My name is Mel, I’m 24- and just received my preliminary diagnosis of Vestibular Migraine and Ménière’s Disease.
It still doesn’t really feel real- I’ve always been someone who is active, independent, go-getting. But now I feel like I’ve lost every ounce of energy I once had, and am too afraid to drive anywhere. I am so close to finishing my masters degree, but it is so hard to get to campus. Just the anxiety of wondering if I’ll have a vertigo attack while driving either brings on the vertigo or depletes my energy completely before I even arrive.

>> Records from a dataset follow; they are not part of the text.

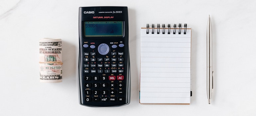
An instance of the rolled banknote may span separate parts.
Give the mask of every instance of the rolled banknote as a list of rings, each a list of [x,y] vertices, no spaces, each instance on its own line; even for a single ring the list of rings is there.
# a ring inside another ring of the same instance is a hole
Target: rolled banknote
[[[62,82],[62,40],[44,38],[39,40],[40,82]]]

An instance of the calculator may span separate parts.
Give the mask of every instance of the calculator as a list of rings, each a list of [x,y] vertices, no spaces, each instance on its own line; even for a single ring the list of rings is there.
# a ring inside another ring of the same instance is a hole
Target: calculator
[[[80,104],[115,107],[130,103],[127,7],[79,8]]]

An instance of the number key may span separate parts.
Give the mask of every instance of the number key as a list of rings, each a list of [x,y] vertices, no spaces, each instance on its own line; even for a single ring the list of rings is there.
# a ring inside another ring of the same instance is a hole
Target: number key
[[[98,83],[94,83],[92,84],[93,87],[98,88],[99,87],[99,84]]]
[[[84,77],[84,80],[86,81],[90,81],[91,80],[91,76],[86,76]]]
[[[98,81],[99,80],[99,76],[94,76],[93,79],[94,81]]]

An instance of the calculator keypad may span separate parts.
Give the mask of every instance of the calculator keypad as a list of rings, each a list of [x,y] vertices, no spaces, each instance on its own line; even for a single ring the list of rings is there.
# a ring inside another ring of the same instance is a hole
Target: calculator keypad
[[[127,60],[123,56],[125,53],[116,51],[115,49],[110,51],[105,44],[99,46],[90,47],[94,49],[83,53],[84,101],[106,103],[125,101],[127,98],[124,62]],[[118,46],[120,47],[118,45],[113,45],[112,48],[118,48]],[[107,49],[106,50],[99,50],[100,47]],[[107,52],[108,53],[106,53]]]

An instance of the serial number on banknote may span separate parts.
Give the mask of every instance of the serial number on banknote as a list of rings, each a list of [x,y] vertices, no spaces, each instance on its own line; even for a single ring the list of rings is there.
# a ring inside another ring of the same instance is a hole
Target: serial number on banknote
[[[61,69],[62,67],[62,66],[58,67],[46,67],[45,69]]]

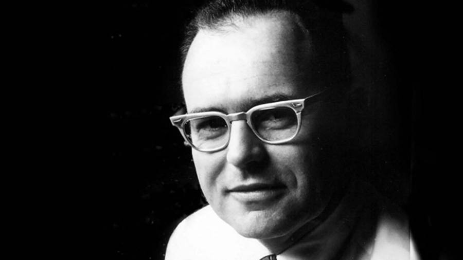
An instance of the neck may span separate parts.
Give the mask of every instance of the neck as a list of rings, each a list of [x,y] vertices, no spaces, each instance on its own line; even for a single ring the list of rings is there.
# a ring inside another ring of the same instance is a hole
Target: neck
[[[326,207],[315,218],[297,227],[295,231],[288,235],[273,238],[260,239],[259,242],[271,252],[279,254],[297,243],[302,237],[310,234],[313,230],[324,222],[339,205],[345,194],[344,189],[335,191],[330,197]]]

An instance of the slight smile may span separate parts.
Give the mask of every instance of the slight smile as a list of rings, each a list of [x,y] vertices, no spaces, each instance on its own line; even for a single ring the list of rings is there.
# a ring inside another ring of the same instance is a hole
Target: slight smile
[[[266,202],[282,194],[286,187],[281,184],[256,183],[240,185],[227,191],[237,200],[243,203]]]

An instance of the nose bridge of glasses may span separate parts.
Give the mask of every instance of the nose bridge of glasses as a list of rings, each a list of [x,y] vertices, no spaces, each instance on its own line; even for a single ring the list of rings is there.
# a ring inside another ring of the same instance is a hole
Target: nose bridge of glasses
[[[246,120],[247,119],[246,113],[245,112],[230,114],[227,116],[227,118],[230,122],[234,121]]]

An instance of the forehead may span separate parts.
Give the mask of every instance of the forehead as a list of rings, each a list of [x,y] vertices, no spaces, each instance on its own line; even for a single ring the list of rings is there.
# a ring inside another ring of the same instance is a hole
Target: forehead
[[[188,111],[218,105],[230,110],[250,97],[300,98],[316,91],[310,86],[310,37],[293,19],[267,15],[235,22],[200,30],[193,41],[182,75]]]

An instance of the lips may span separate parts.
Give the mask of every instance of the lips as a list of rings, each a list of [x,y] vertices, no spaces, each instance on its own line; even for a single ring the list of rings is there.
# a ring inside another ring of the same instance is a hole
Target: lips
[[[257,191],[265,191],[283,189],[284,186],[280,184],[252,183],[239,185],[229,190],[229,192],[252,192]]]
[[[239,185],[227,191],[237,200],[243,203],[265,202],[277,198],[286,187],[279,183],[255,183]]]

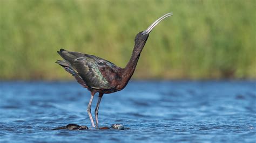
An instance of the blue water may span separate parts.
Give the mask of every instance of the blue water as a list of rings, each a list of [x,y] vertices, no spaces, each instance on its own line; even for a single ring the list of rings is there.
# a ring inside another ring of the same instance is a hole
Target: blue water
[[[0,142],[256,142],[256,81],[133,81],[99,112],[130,130],[52,130],[91,128],[90,98],[75,82],[0,82]]]

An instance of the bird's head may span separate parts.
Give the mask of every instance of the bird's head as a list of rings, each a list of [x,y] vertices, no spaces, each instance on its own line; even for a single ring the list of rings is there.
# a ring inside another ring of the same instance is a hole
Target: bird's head
[[[146,30],[139,32],[136,35],[135,37],[135,44],[139,44],[144,43],[144,44],[146,43],[147,38],[149,37],[149,34],[150,32],[153,30],[153,28],[157,26],[157,25],[164,19],[169,16],[172,16],[172,13],[167,13],[160,18],[158,18],[157,20],[156,20],[153,23],[151,24]],[[143,45],[144,46],[144,45]]]

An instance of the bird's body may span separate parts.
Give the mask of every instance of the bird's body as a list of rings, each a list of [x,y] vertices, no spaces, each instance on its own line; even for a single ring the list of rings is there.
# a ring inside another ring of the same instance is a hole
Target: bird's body
[[[114,92],[125,87],[135,70],[150,32],[158,23],[171,15],[172,13],[163,16],[147,30],[137,34],[132,56],[124,68],[95,55],[69,52],[63,49],[57,52],[64,60],[57,60],[56,63],[63,67],[79,83],[91,92],[87,110],[93,127],[95,125],[91,113],[91,105],[95,93],[99,92],[99,99],[95,109],[96,126],[98,128],[98,113],[103,94]]]

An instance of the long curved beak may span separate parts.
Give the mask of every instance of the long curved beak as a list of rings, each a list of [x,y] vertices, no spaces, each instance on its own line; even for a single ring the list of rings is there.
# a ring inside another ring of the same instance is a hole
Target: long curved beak
[[[168,13],[163,16],[160,18],[158,18],[158,19],[156,20],[156,22],[154,22],[152,24],[151,24],[151,25],[150,25],[146,30],[143,31],[142,32],[142,34],[149,34],[150,33],[150,32],[153,30],[153,28],[156,26],[157,26],[157,25],[159,23],[160,23],[160,22],[164,20],[164,19],[165,19],[165,18],[167,17],[169,17],[169,16],[172,16],[172,12]]]

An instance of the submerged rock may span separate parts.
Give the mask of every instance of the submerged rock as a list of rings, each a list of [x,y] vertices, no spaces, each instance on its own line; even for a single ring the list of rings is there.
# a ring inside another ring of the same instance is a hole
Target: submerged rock
[[[117,130],[124,130],[125,129],[124,126],[122,124],[112,124],[111,127],[113,128],[117,129]]]
[[[87,127],[86,126],[79,126],[78,125],[75,124],[70,124],[65,126],[57,127],[53,130],[63,130],[63,129],[67,129],[69,130],[88,130],[88,127]]]
[[[108,127],[101,127],[99,129],[99,130],[109,130],[109,129],[110,129],[110,128]]]
[[[125,128],[124,125],[119,124],[113,124],[111,125],[111,128],[116,130],[127,130],[130,129],[129,128]],[[70,124],[65,126],[58,127],[52,130],[88,130],[89,128],[86,126],[79,126],[77,124]],[[99,128],[99,130],[109,130],[110,129],[109,127],[101,127]]]

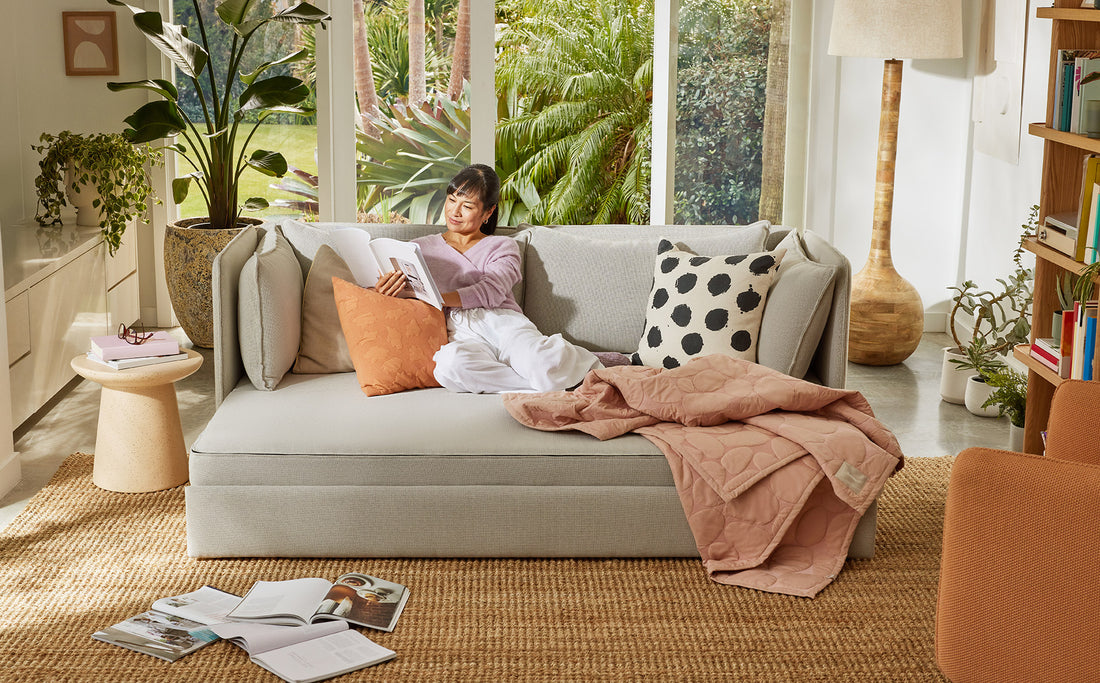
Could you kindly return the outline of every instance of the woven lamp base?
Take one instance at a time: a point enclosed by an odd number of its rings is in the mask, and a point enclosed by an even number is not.
[[[923,331],[921,295],[892,266],[868,263],[851,279],[849,361],[897,365],[916,351]]]

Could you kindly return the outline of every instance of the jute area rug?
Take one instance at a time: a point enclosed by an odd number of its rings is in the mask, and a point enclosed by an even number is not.
[[[100,491],[77,453],[0,533],[0,680],[275,681],[229,642],[167,663],[91,634],[204,584],[361,570],[411,597],[394,632],[364,631],[397,659],[341,681],[944,681],[952,462],[909,460],[880,499],[875,559],[806,599],[712,583],[697,560],[191,560],[182,488]]]

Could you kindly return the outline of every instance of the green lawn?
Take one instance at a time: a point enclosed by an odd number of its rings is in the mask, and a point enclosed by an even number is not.
[[[246,131],[243,131],[243,126],[242,132],[246,134]],[[239,137],[239,140],[243,140],[243,135]],[[317,125],[295,125],[282,123],[261,124],[256,134],[252,136],[252,141],[249,143],[245,156],[252,154],[253,150],[280,152],[283,156],[286,157],[287,164],[297,166],[298,168],[307,170],[311,174],[317,174],[317,162],[315,161],[315,151],[317,150]],[[191,173],[193,170],[195,170],[194,166],[191,166],[187,159],[179,157],[177,173],[183,176]],[[251,168],[245,169],[244,173],[241,174],[241,202],[243,203],[249,197],[263,197],[267,201],[272,201],[274,199],[296,198],[295,195],[268,187],[270,185],[277,183],[278,178],[270,178]],[[285,214],[288,211],[288,209],[272,207],[266,211],[249,212],[244,213],[244,216]],[[179,205],[179,217],[194,218],[206,214],[207,208],[202,200],[202,192],[200,192],[193,183],[191,189],[187,195],[187,199]]]

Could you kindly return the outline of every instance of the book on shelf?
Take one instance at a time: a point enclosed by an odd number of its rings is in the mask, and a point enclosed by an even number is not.
[[[152,609],[91,637],[174,662],[217,640],[210,625],[224,621],[226,614],[239,602],[241,598],[232,593],[204,586],[185,595],[161,598],[153,603]]]
[[[1063,379],[1069,377],[1070,356],[1062,355],[1062,350],[1053,337],[1037,338],[1031,345],[1031,356],[1043,366],[1054,371]]]
[[[141,367],[143,365],[158,365],[170,363],[172,361],[183,361],[187,359],[184,352],[172,355],[143,355],[135,359],[119,359],[118,361],[105,361],[91,351],[88,352],[88,360],[113,370],[127,370],[128,367]]]
[[[343,574],[336,583],[324,579],[257,581],[228,617],[282,626],[334,619],[392,631],[408,597],[405,586],[359,572]]]
[[[332,239],[337,253],[348,264],[360,287],[374,287],[386,273],[400,271],[408,283],[408,297],[415,296],[443,309],[443,295],[428,271],[424,253],[416,242],[389,238],[371,239],[370,233],[358,228],[336,230]]]
[[[393,650],[351,630],[346,621],[306,626],[228,623],[211,626],[210,630],[290,683],[323,681],[397,657]]]
[[[131,344],[120,339],[118,334],[92,337],[91,353],[100,361],[121,361],[155,355],[176,355],[179,353],[179,342],[165,330],[157,330],[140,344]]]
[[[1092,196],[1097,180],[1100,179],[1100,155],[1089,154],[1081,162],[1081,191],[1077,213],[1077,245],[1074,260],[1085,262],[1085,247],[1092,227]]]

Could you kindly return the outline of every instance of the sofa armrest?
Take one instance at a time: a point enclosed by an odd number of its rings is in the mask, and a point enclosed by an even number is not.
[[[264,232],[262,228],[249,225],[230,240],[213,260],[210,283],[213,289],[215,407],[221,405],[244,375],[237,328],[241,268],[256,251]]]
[[[848,313],[851,299],[851,264],[823,238],[810,230],[802,232],[806,254],[817,263],[836,266],[833,308],[817,342],[810,374],[825,386],[845,388],[848,378]]]
[[[1098,509],[1100,466],[958,455],[936,609],[936,661],[952,681],[1096,680]]]

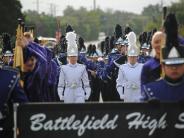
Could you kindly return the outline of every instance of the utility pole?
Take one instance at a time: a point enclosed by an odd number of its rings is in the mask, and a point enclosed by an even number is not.
[[[36,10],[37,10],[37,12],[39,14],[39,0],[36,0]]]
[[[56,16],[56,5],[53,3],[50,3],[50,15]]]
[[[93,10],[96,10],[96,0],[93,0]]]

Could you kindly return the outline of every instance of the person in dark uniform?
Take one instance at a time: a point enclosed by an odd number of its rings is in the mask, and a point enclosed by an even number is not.
[[[11,47],[10,35],[8,33],[2,34],[3,49],[2,49],[2,61],[3,64],[12,66],[13,50]]]
[[[143,86],[143,99],[177,102],[184,100],[184,47],[179,45],[175,14],[168,14],[165,23],[166,45],[162,48],[163,79]]]
[[[141,72],[141,86],[160,78],[161,75],[160,48],[162,45],[162,41],[164,40],[165,35],[160,31],[156,32],[153,35],[151,43],[155,55],[143,65]]]
[[[27,102],[19,84],[19,71],[0,65],[0,137],[13,137],[13,103]]]
[[[151,35],[150,32],[143,32],[140,37],[139,37],[139,42],[140,42],[140,50],[141,54],[138,57],[138,62],[139,63],[145,63],[148,61],[151,56],[150,56],[150,44],[149,44],[149,37],[147,34]]]

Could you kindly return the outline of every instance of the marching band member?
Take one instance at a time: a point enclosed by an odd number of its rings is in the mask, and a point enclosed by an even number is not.
[[[127,38],[129,42],[128,63],[121,65],[119,68],[116,88],[120,99],[124,100],[124,102],[139,102],[141,98],[140,79],[143,64],[137,62],[139,48],[136,46],[135,33],[130,32]]]
[[[143,99],[165,102],[184,100],[184,47],[178,41],[178,24],[174,14],[165,23],[166,45],[162,48],[164,77],[143,86]]]

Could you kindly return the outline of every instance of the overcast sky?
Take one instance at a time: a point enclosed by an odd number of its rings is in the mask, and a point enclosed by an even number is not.
[[[39,12],[50,13],[52,4],[56,7],[56,15],[62,15],[67,5],[73,6],[75,9],[83,6],[91,10],[94,3],[94,0],[20,0],[23,11],[27,9],[37,10],[37,1],[39,1]],[[100,7],[103,10],[112,9],[140,14],[143,7],[149,4],[161,3],[161,1],[164,6],[167,6],[171,2],[178,0],[96,0],[96,7]]]

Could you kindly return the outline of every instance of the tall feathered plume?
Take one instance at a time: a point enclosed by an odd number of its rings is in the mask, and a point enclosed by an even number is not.
[[[122,33],[122,28],[119,24],[116,25],[115,27],[115,37],[116,39],[118,39],[119,37],[122,37],[123,33]]]
[[[171,49],[173,46],[179,46],[178,43],[178,23],[173,13],[168,14],[164,22],[166,33],[166,46]]]
[[[3,33],[2,34],[2,39],[3,39],[2,53],[5,53],[6,51],[11,51],[12,52],[10,35],[8,33]]]
[[[130,32],[127,35],[128,39],[128,56],[138,56],[139,55],[139,47],[136,45],[136,34],[134,32]]]
[[[127,35],[127,39],[128,39],[128,43],[130,46],[135,45],[136,44],[136,35],[134,32],[130,32]]]
[[[76,34],[74,32],[68,32],[66,33],[66,40],[68,46],[77,46],[76,43]]]
[[[78,48],[77,48],[77,41],[76,41],[76,33],[68,32],[66,34],[66,40],[67,40],[67,55],[77,56]]]

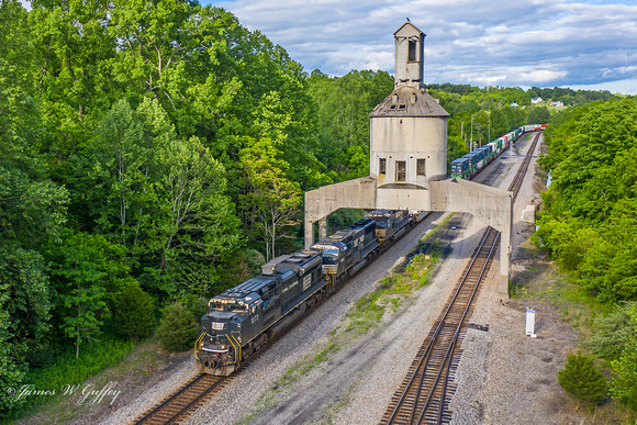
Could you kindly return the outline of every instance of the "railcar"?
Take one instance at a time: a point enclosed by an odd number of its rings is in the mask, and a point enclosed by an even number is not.
[[[451,178],[472,179],[473,176],[513,145],[519,136],[528,132],[544,131],[546,126],[547,124],[522,125],[461,158],[454,159],[451,161]]]

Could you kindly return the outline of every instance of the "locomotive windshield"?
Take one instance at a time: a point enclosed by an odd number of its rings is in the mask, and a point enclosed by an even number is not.
[[[231,312],[237,312],[237,313],[247,313],[248,312],[247,305],[239,305],[239,304],[227,304],[227,310]]]
[[[387,227],[387,219],[376,219],[376,226],[378,228],[385,228]]]
[[[326,249],[323,249],[323,254],[338,256],[338,248],[326,248]]]

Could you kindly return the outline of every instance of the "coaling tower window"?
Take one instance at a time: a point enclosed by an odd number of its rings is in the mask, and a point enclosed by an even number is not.
[[[409,61],[416,61],[416,42],[410,40],[409,46],[409,54],[407,54]]]
[[[425,160],[424,159],[416,159],[416,175],[418,175],[418,176],[425,175]]]
[[[405,161],[395,161],[395,181],[405,181]]]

Because of the meneires, I also have ”moderate” hearing loss in my right ear and was told I will need a hearing aid soon. Not something I was expecting to deal with before age 60.
Just 6 months ago, I was doing everything I could’ve wanted- working, going to school, being a present friend and partner- and now I feel so fragile, like any wrong move like staying up a little later or having too much peanut butter can just send me into a depressive spinny episode.
My doctor, (Dr.Rauch at MEE) sent me here to see if i identify with the symptoms and stories- and boy I do. Which is lovely to find people who experience this as well, but makes it feel real. Everyone just says “but you’re so young for this!” like I’m not already so upset about that portion of it.
I also struggle with OCD and am on Fluvoxamine, would love to know if people have any experience with the interaction of VM and their SSRIs.
I have MRIs, CT scans, and VMP tests in a few months- but doc suggested trying lifestyle and diet changes first. Goodbye coffee, goodbye delicious cocktails, goodbye occasional salty fast foods.
I’m doing PT and seeing a chiro, which seems to help with short term relief. PT feels like it’s getting somewhere. I have mescaline for when attacks happen, but it’s so disorienting and I feel like it knocks me out for a few days after.
Anyways- thanks for reading. It feels nice to finally not feel like Im crazy or making up symptoms or just flat out lazy now.